ByShane Brennan, writer at Creators.co
I write, make films, and occasionally teach.
Shane Brennan

Cult film The Room is regarded as the worst movie of all time. It will make you cry with laughter, but for the wrong reasons. When you watch the film, it's crazy to think how anyone actually agreed to act in it. Somehow Greg Sestero did. The book The Disaster Artist is Sestero's account of some of the hilarious antics that went on during the making of The Room and gives a unique insight into the mind of its mysterious creator: Tommy Wiseau.

The Disaster Artist became so popular that it caught the attention of actor James Franco, who adapted it into a film, and stars himself as Wiseau. The film is due to come out later this year and, from the trailers, it's promising to be just as hilarious as the book. However, many fans of the novel have been speculating about what is going to make it into the film and what will be left out. Here are some unforgettable moments from the book that should definitely make it to the big screen.

'The Disaster Artist' [Credit: Simon & Schuster]
'The Disaster Artist' [Credit: Simon & Schuster]

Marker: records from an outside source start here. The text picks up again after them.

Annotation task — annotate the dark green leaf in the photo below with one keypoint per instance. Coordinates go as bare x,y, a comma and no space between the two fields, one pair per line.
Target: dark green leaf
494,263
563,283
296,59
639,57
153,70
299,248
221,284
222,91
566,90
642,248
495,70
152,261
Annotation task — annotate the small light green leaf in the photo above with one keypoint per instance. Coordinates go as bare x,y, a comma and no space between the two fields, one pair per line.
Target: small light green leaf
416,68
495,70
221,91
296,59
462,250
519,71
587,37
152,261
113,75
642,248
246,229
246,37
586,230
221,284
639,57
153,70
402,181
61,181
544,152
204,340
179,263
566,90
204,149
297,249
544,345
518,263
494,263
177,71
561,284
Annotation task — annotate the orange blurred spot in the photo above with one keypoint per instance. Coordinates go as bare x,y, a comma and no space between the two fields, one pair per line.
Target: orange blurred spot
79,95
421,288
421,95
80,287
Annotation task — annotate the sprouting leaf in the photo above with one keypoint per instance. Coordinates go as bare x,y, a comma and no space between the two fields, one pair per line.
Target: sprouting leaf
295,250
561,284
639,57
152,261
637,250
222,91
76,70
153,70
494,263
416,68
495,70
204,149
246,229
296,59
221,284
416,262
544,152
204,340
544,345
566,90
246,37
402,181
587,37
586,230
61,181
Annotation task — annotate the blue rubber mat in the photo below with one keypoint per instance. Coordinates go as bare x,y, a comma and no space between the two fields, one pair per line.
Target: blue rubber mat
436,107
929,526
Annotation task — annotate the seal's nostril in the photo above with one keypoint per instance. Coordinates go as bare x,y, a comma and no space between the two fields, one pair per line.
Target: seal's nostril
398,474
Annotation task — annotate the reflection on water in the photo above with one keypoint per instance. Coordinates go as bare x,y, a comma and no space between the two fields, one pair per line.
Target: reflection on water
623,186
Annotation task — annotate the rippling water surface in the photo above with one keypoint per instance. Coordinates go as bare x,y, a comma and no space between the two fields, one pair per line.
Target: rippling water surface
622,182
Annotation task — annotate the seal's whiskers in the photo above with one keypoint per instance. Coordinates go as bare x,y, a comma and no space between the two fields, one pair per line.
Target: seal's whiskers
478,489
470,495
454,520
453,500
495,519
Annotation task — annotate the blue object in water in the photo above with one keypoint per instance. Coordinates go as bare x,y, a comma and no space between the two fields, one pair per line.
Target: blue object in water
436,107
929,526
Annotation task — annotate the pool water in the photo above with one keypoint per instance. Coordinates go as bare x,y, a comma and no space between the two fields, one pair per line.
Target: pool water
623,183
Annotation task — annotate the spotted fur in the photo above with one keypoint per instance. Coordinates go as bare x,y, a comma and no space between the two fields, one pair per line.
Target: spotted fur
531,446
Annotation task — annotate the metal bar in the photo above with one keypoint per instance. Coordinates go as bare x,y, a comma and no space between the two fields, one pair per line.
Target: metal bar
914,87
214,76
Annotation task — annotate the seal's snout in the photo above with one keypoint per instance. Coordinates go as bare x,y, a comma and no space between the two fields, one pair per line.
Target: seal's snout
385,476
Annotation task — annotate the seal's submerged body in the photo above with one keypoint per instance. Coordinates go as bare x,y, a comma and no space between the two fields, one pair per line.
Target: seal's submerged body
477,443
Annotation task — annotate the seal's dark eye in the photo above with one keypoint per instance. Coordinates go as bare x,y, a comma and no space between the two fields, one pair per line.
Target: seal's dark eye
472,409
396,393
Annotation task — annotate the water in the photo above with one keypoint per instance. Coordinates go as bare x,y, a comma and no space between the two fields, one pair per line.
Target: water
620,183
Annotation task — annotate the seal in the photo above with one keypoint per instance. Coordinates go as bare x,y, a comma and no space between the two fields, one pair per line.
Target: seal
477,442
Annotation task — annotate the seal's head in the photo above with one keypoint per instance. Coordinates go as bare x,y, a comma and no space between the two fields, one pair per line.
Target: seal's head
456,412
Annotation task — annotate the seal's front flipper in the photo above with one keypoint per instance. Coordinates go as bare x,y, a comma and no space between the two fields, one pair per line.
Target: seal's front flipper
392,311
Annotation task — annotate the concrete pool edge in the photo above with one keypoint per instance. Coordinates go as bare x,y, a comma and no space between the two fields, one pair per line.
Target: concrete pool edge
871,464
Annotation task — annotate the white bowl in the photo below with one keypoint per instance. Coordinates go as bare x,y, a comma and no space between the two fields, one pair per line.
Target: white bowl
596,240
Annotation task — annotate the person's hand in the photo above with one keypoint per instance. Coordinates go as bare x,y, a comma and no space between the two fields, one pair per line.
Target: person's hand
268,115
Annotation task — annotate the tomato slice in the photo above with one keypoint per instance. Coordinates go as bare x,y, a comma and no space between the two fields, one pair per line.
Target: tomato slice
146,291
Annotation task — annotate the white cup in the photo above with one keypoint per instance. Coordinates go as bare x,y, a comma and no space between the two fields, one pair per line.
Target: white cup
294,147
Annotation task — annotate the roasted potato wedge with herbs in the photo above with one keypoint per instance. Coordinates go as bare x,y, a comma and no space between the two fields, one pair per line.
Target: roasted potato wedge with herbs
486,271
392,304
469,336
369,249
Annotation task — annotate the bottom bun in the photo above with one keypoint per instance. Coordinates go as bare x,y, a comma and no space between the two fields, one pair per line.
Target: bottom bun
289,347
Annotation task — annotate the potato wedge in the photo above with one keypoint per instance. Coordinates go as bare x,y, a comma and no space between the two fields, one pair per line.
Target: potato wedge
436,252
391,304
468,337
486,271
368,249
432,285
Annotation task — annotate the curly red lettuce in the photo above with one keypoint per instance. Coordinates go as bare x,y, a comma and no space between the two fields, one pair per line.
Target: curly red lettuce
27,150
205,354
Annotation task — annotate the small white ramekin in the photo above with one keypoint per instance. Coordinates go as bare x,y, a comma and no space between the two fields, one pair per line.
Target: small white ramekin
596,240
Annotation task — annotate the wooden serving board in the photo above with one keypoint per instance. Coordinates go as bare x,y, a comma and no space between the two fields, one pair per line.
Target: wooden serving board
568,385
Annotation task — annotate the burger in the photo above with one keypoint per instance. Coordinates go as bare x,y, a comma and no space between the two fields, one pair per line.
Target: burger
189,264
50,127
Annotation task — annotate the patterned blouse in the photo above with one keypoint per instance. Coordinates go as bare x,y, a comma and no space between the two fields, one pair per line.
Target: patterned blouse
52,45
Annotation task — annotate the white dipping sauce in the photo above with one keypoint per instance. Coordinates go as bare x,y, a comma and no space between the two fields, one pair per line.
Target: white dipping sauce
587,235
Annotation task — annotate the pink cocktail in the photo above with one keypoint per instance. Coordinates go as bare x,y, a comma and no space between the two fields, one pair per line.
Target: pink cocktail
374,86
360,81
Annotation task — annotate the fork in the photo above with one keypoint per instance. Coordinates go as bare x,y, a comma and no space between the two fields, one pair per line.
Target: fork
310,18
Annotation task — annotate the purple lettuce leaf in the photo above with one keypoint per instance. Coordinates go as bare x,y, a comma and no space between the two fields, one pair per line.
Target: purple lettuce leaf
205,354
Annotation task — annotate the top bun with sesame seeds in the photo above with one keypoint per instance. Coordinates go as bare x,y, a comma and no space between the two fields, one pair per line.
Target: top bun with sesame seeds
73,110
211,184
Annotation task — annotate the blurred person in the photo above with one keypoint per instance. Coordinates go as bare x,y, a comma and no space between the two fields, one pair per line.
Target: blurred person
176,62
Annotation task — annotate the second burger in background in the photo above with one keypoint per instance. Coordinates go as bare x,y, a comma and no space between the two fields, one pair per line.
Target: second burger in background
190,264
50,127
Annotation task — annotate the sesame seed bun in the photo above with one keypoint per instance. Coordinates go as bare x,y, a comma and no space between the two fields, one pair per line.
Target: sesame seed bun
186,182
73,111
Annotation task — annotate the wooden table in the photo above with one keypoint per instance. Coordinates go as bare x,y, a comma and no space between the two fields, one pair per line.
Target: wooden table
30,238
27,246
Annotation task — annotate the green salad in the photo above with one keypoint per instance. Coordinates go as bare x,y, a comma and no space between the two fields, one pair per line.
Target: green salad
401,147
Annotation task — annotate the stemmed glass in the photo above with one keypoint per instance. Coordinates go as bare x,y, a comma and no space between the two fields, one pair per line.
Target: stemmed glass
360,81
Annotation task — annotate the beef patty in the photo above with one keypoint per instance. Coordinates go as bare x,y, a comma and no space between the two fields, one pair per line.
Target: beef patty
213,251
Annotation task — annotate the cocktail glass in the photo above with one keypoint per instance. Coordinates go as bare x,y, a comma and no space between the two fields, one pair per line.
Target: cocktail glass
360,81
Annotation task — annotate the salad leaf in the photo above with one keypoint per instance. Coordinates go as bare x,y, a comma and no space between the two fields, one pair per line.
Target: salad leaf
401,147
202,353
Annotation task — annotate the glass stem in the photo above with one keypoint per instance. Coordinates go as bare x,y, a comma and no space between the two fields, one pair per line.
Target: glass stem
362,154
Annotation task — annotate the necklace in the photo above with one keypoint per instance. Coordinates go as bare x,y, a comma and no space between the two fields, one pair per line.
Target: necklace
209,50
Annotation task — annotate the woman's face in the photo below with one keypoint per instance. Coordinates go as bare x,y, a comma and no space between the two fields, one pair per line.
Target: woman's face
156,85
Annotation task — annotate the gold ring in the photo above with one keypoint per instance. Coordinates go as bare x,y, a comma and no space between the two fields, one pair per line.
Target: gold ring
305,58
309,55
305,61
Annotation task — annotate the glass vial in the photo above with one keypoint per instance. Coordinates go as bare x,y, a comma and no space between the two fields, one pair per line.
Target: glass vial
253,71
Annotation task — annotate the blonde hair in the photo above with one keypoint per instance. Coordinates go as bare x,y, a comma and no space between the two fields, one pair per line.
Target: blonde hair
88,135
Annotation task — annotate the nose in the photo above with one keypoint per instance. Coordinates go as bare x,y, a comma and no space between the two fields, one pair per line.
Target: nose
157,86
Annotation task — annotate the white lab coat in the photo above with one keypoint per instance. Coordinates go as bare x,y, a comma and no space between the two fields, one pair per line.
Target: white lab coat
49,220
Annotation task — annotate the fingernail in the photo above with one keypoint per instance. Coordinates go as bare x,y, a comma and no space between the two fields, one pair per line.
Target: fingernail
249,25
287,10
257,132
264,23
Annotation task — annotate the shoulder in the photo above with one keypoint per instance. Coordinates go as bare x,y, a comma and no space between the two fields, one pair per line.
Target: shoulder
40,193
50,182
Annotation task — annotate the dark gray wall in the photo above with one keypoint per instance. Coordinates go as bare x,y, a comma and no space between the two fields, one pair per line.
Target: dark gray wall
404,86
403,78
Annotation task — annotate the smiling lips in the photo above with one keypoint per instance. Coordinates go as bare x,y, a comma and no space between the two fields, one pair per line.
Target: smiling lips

Tommy Wiseau's Sketchy Backstory

Throughout the whole book, the audience wants to know the answer to one question: how did Tommy get so rich? Here's a guy who wears terrible clothes (not forgetting his trademark two belts) and he seems to be tight with money — he haggles with the waitress in every restaurant — yet he's able to fund a $6 million movie. Sestro keeps us guessing right until the very end. It is eventually revealed how he went from rags to riches, but the story is told in small sections to build up more suspense.

Now that his story being told through film, it begs the question, how will they do it? Will they use flashbacks? Will they use a montage? Will they cut it out completely? Personally, I think it is essential to include the story of how Tommy made it in America and financed his own film. It was one of the most fascinating parts of the book and one of the keys to unlocking the mystery that is Tommy Wiseau.

When Tommy Rips Off Greg's Showreel

In the book, Greg reminisces about his acting showreel that consisted of shoddily pieced together footage from his part in a B Movie called Retro Puppet Master. The reel was scored to classical music and it sounds pretty cringeworthy. Needless to say, Tommy Wiseau, authority of good taste, absolutely loved it. The day after viewing Greg's showreel, Tommy boasts: "I watched it twelve times so far"

He loved it so much that he went out and produced his own "commercial" that was an exact replica of Greg's showreel. There's a part in the video where Greg is walking down some stairs in period style attire surrounded by candles. How does Tommy's film open? You guessed it: flamboyant period clothing, stairs, candles.

So why should this bit make the cut? Well, there's something about this particular story that would be really funny to see on film — perhaps it's the image of terrible acting and over-the-top costumes. It would be hilarious to watch Franco's take on this incident and it has great potential for visual comedy.

The Billboard

We know from the trailer for The Disaster Artist that The Room's famous Hollywood billboard will make an appearance. However, will Franco include all of the hilarious facts?

In the book, Greg writes in detail about some of the billboards more absurd features, like an RSVP hotline (to Tommy's own personal number). There was also the text: "Only In Theaters," which is puzzling, due to the fact that it wasn't playing in any theaters. The funniest part is that the billboard stayed in the same spot in for five whole years. Why did he keep paying for it to stay there when most blockbusters only keep a billboard spot for about a month?

It's difficult to think how this detail could make it into the film. Perhaps they call back 5 years after The Room premieres and discover that the same poorly designed billboard is still there. In any case, it looks like it has definitely made it into the film, if only for a snippet, which is still pretty awesome.